I get the following problem with 2.6.1 consistently after apm resuming:
"ksyrium kernel: MCE: The hardware reports a non fatal, correctable
incident occurred on CPU 0.
Message from syslogd@ksyrium at Wed Jan 14 13:33:06 2004 ...
ksyrium kernel: Bank 1: f2000000000001c5"
It does not happen on any other kernels I use (vanilla 2.4.24, SuSE 9
2.4.21-166) - even though CONFIG_X86_MCE=y for both. The equipment is
brand-new - an IBM Thinkpad R50P - and it passes all IBM's s/w
diagnostic.
I'd appreciate help with the parameters for parsemce to interpret the
problem...not sure if my usage is correct? ;)
# ./parsemce -b 1 -a 0 -e f2000000000001c5
Status: (f2000000000001c5) Machine Check in progress.
Restart IP valid.
Is this really hardware (maybe a bug in the BIOS?) or are false
positives possible with 2.6 MCE code?
-Niel
On Sun, Jan 18, 2004 at 03:44:16AM +0200, Niel Lambrechts wrote:
> I get the following problem with 2.6.1 consistently after apm resuming:
> "ksyrium kernel: MCE: The hardware reports a non fatal, correctable
> incident occurred on CPU 0.
>
> Message from syslogd@ksyrium at Wed Jan 14 13:33:06 2004 ...
> ksyrium kernel: Bank 1: f2000000000001c5"
As it only happens when you resume from APM, I'm inclined to believe
its a BIOS bug. With the output of dmidecode, we could blacklist this
box to not do the nonfatal checking.
> It does not happen on any other kernels I use (vanilla 2.4.24, SuSE 9
> 2.4.21-166) - even though CONFIG_X86_MCE=y for both. The equipment is
> brand-new - an IBM Thinkpad R50P - and it passes all IBM's s/w
> diagnostic.
None of the other kernels you mention have this, its a new feature of 2.6
Dave
I also have been getting apparently false MCEs since 2.5.xx
I even had kernel panics in early 2.5 with MCE enabled. Now in 2.6.0-xx
and in 2.6.1 I just get them from time to time but none fatal.
most of the time in CPU 0
request_module: failed /sbin/modprobe -- char-major-6-0. error = 256
MCE: The hardware reports a non fatal, correctable incident occurred on CPU 0.
Bank 0: e606200000000833
request_module: failed /sbin/modprobe --
the box is dual athlon mp with AMD 760MP chipset.

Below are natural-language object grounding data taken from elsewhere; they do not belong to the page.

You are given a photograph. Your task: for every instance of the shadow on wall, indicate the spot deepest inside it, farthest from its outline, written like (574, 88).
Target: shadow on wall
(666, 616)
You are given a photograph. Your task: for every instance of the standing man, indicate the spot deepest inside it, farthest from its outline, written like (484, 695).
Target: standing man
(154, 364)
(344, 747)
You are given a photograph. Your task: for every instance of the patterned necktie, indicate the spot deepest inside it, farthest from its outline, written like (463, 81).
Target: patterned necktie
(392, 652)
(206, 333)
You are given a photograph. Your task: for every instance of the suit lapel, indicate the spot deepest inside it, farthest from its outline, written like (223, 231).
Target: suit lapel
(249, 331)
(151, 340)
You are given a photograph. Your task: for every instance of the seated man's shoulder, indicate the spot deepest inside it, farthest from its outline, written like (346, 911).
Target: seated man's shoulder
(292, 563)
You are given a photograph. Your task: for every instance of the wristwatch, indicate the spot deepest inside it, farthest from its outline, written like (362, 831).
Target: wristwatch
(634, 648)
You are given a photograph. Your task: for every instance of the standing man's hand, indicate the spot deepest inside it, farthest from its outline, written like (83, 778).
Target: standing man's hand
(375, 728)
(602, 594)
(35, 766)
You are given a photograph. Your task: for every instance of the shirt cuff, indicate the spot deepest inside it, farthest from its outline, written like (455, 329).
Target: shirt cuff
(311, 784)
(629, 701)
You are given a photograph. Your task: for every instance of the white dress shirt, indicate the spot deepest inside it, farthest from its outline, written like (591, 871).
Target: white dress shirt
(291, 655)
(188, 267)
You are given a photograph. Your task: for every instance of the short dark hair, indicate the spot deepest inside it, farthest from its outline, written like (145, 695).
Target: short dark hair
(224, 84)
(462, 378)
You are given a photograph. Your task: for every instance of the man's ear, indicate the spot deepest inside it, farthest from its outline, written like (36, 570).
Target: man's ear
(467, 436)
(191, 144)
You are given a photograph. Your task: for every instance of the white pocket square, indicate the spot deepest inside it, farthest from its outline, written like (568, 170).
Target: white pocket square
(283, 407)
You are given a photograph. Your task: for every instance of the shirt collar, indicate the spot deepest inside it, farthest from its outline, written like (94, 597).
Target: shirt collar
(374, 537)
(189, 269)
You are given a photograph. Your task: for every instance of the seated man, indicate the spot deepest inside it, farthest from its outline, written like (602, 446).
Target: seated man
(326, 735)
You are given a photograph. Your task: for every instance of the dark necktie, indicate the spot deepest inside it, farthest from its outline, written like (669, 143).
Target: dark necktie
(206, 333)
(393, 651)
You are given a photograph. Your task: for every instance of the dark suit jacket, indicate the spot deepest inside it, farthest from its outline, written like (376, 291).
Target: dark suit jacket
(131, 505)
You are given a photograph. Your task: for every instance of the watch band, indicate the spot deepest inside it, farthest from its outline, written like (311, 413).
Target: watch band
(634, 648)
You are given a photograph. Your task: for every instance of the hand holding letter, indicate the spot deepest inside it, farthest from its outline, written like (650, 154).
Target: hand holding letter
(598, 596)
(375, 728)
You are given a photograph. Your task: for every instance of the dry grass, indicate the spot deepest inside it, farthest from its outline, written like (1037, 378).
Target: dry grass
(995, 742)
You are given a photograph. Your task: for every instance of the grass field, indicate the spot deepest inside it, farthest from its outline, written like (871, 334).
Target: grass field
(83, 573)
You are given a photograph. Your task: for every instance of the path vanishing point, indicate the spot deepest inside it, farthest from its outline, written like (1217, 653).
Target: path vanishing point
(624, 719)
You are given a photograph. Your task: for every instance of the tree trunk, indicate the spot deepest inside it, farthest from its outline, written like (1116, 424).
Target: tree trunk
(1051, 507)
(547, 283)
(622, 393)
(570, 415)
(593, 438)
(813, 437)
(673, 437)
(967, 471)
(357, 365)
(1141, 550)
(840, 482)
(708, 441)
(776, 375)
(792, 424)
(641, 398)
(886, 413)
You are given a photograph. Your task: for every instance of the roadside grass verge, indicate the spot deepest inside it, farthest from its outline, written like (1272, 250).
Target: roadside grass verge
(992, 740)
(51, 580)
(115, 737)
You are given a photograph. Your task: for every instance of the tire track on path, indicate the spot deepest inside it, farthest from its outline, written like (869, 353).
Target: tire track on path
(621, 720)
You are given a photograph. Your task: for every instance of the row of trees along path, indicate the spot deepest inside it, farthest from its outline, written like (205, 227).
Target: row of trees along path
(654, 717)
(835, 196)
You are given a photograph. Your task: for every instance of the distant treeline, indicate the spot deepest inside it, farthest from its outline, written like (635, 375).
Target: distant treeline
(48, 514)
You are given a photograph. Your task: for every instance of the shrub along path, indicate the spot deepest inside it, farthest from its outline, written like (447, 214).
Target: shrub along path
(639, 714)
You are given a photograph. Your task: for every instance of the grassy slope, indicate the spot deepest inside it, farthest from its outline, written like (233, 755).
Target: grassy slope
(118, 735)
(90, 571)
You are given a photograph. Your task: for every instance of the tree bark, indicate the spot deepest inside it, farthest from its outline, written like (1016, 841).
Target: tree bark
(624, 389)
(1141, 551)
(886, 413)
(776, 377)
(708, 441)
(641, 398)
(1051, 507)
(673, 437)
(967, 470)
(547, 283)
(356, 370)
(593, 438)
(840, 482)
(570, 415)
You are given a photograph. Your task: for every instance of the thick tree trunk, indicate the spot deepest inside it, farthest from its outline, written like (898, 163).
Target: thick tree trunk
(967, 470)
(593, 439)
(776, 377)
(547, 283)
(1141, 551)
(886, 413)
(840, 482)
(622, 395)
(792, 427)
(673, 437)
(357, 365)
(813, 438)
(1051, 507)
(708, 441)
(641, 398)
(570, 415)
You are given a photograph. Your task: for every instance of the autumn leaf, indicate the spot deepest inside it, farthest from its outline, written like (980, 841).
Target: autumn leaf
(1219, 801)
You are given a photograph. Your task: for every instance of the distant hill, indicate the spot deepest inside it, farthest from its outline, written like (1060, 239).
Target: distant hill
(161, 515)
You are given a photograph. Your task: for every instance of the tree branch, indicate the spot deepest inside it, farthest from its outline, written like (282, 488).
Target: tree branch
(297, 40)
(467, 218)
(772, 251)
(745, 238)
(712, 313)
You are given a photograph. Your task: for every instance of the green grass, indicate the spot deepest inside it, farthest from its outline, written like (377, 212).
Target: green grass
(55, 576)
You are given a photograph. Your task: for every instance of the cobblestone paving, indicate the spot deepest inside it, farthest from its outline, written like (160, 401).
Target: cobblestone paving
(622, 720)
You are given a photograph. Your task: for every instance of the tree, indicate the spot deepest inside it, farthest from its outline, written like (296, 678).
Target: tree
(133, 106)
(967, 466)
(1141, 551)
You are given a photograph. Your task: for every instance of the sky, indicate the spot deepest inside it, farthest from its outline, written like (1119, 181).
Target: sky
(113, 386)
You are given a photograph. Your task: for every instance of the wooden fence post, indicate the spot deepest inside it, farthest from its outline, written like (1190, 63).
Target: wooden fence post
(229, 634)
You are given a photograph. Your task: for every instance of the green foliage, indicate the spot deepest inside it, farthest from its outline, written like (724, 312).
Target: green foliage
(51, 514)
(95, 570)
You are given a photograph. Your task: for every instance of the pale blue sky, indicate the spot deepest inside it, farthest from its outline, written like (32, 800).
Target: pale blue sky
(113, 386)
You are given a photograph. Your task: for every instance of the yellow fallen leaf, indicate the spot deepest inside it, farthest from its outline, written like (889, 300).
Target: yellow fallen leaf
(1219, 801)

nebula:/home/piotr# ./parsemce b 1 -a 0 -e e606200000000833
Status: (e606200000000833) Error IP valid
Restart IP valid.
nebula:/home/piotr#
--
Pedro Larroy Tovar | piotr%member.fsf.org
Software patents are a threat to innovation in Europe please check:
http://www.eurolinux.org/
On Sun, Jan 18, 2004 at 02:30:48PM +0100, Pedro Larroy wrote:
> I also have been getting apparently false MCEs since 2.5.xx
> I even had kernel panics in early 2.5 with MCE enabled. Now in 2.6.0-xx
> and in 2.6.1 I just get them from time to time but none fatal.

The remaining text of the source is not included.